A monument that sings

To stand beside Kiluanji’s plinth is to feel the contradiction: it is massive, yet intangible; shaped like power, but pulsing with something less stable and more alive. When the music plays, the air in the former swimming pool seems to ripple. The old diving board rusts silently in the background. You imagine it used to launch bodies into water. Now it seems like a perch from which to listen.
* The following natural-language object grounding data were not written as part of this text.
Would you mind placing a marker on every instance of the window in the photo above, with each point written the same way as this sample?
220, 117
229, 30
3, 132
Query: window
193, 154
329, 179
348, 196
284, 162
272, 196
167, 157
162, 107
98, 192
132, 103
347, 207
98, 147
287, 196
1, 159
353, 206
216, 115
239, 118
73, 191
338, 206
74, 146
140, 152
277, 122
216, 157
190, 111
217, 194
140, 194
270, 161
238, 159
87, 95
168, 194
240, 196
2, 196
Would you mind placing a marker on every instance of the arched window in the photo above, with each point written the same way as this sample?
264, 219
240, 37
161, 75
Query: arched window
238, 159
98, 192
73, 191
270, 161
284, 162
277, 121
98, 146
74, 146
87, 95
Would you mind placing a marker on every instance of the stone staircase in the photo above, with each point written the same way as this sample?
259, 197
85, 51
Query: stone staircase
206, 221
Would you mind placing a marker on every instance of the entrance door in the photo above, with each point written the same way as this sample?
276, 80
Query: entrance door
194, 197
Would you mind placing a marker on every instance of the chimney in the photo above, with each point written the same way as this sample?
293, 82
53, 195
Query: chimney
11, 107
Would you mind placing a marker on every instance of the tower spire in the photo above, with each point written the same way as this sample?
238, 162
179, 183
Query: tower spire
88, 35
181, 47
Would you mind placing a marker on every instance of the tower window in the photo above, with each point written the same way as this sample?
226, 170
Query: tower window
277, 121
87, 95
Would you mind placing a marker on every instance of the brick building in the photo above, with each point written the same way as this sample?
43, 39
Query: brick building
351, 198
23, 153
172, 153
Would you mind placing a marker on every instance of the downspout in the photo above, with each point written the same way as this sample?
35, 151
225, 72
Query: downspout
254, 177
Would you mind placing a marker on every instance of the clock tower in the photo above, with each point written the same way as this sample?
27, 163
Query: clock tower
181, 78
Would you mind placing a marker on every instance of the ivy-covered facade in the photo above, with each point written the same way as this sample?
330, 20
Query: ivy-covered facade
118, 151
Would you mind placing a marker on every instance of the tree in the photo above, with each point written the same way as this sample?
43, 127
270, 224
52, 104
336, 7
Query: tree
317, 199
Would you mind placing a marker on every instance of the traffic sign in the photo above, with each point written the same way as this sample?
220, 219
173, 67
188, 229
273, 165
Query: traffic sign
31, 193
The music changes track. Bonga's “Mona Ki Ngi Xica” plays — a song of exile, longing, and resistance. You watch a group of teenagers drift in from the street. They linger. One leans against the pedestal. Another starts dancing, subtly, like a flicker. No guards stop them. No plaque scolds them. There’s nothing to deface. Only the sound remains.

In an age when we are constantly being asked to remember — to never forget — Kiluanji Kia Henda invites us to remember differently. Not with monuments, but with movement. Not with stone, but with sound.


The Sound Is the Monument is on view through November 15, 2025, at the Antigas Piscinas Municipais de São Paulo, Rua Leonel Duarte Ferreira 4, Almada Velha. Open Thursday to Saturday, 2pm–6pm.